The janitors fired volleys of insect spray and lobbed bug bombs into the police station. But rather than routing the ants, they chased out 45 detectives, patrolmen and records clerks on duty in the building at about 8:30 a.m.

“There was a lot of nausea, a lot of dizziness and lightheadedness. We had to get out,” one officer said.

Advertisement

Police grabbed walkie-talkies and fled to the parking lot. From a hastily established command post in their police car garage, they called for safety officials and firefighters. Firefighters rushed to the scene with paramedics and a hazardous material rescue squad.

“It turned out to be an insecticide that is supposed to be compatible with humans but not good for ants,” said Los Angeles City Fire Department Battalion Chief Ted O’Miela. “It had a sickening smell.”

The rescue squad conferred with doctors at the Northridge Hospital Medical Center and concluded that the bug spray was harmless.

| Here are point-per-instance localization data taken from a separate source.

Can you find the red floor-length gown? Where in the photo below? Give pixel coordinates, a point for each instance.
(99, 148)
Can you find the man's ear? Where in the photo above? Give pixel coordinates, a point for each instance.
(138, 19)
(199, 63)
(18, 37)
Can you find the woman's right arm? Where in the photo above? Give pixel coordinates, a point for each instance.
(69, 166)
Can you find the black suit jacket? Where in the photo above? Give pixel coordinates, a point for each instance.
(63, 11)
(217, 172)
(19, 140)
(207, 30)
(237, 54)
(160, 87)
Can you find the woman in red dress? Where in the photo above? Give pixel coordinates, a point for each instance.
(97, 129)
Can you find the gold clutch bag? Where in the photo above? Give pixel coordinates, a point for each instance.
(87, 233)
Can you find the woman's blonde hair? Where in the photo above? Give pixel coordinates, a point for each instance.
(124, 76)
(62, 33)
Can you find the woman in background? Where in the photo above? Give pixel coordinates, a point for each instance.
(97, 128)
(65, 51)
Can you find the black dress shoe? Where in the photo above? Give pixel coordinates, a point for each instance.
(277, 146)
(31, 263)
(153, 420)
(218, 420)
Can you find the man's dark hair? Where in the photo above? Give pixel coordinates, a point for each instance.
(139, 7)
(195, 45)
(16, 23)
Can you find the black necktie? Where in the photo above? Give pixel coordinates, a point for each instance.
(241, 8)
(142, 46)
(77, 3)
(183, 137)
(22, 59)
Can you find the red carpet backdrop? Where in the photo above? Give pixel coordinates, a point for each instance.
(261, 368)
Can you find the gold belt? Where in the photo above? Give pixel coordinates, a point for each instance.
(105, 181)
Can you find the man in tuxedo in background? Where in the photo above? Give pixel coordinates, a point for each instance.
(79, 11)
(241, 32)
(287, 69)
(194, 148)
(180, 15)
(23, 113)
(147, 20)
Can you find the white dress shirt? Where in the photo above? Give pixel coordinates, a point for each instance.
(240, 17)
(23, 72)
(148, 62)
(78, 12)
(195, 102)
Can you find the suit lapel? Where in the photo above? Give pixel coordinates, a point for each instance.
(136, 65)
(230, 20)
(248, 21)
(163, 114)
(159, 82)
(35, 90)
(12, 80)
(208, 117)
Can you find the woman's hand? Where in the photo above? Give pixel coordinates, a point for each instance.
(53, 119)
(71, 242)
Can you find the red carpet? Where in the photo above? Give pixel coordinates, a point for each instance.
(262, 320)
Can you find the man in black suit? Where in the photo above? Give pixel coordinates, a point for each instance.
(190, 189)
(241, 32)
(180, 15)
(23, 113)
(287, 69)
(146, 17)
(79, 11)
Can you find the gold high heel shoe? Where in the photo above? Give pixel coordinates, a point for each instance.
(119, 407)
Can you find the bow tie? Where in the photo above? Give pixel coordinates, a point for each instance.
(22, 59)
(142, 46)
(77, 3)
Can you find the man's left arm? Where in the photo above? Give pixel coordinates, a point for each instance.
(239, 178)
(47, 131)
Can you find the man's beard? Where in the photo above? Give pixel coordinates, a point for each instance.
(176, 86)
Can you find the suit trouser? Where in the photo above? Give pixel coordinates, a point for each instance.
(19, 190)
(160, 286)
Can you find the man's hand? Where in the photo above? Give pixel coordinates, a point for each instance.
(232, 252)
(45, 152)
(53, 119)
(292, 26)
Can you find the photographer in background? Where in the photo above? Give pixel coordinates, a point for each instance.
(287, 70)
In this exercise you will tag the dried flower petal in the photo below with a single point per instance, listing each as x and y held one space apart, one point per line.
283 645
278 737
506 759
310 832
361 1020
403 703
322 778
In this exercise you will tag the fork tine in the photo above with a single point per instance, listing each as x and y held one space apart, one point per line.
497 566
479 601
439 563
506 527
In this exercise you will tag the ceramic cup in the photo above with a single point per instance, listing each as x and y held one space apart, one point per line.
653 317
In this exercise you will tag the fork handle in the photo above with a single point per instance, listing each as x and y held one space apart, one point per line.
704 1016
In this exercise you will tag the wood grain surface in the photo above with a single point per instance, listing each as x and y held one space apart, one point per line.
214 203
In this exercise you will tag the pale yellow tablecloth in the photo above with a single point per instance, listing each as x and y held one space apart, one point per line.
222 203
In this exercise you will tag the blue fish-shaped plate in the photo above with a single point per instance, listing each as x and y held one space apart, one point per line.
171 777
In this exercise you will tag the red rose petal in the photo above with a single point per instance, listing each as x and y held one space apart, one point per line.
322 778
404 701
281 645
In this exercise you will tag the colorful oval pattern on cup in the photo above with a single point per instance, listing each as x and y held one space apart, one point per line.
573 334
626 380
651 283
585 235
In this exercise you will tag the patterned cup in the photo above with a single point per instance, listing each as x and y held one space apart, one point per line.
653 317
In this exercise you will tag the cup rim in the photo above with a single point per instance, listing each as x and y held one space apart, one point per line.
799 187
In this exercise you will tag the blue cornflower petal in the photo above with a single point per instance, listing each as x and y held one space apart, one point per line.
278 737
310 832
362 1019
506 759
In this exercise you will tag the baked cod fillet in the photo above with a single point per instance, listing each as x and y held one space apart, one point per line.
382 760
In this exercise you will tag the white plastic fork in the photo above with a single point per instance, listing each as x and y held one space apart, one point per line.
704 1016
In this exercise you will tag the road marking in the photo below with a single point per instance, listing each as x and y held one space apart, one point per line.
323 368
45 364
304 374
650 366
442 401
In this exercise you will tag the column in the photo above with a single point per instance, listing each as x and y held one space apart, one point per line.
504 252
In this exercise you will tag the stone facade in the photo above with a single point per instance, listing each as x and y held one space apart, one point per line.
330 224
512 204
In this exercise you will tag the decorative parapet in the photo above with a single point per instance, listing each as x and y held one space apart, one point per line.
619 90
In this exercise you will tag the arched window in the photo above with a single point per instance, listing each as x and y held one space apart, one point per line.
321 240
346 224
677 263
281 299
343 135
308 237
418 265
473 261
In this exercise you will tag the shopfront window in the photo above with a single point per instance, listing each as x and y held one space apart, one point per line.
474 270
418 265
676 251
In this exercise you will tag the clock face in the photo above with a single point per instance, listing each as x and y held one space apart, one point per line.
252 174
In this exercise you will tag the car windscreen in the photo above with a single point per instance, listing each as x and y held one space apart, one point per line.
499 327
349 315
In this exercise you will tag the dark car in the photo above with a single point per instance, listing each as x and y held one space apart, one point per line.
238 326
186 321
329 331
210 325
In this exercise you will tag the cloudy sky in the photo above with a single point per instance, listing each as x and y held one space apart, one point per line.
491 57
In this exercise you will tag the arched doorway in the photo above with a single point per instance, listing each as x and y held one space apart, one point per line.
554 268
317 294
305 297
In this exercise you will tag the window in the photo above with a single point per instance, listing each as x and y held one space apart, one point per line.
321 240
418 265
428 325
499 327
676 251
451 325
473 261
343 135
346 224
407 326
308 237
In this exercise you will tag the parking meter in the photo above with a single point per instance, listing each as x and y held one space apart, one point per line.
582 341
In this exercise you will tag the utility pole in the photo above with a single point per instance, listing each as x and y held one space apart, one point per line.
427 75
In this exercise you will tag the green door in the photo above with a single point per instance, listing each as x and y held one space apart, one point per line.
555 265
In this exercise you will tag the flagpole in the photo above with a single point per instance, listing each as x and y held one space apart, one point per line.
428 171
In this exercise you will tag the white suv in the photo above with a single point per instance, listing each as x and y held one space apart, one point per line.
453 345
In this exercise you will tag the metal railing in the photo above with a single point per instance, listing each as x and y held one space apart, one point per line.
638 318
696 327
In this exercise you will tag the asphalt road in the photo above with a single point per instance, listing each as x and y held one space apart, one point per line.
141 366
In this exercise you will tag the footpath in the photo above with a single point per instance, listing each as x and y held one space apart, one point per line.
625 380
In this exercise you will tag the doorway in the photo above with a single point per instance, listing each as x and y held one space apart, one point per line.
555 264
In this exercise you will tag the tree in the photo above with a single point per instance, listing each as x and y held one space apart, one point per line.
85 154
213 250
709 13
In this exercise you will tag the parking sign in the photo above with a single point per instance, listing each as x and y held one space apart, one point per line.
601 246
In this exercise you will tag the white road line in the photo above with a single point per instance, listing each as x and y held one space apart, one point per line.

Then firefighters set up five large gasoline-powered fans to blow the bug spray out of the police station.

Police routed emergency calls through city operators and locked five prisoners from the station’s holding cell in a police bus while the station house was being aired out.

“The problem is this station has a closed air-conditioning system that recirculates air,” said Police Sgt. David Johnson. “It was built in the early ‘70s when security was utmost in everybody’s mind.”

No police personnel were injured by the spraying. But thousands of ants were pronounced dead at the scene when officers entered the building about an hour later.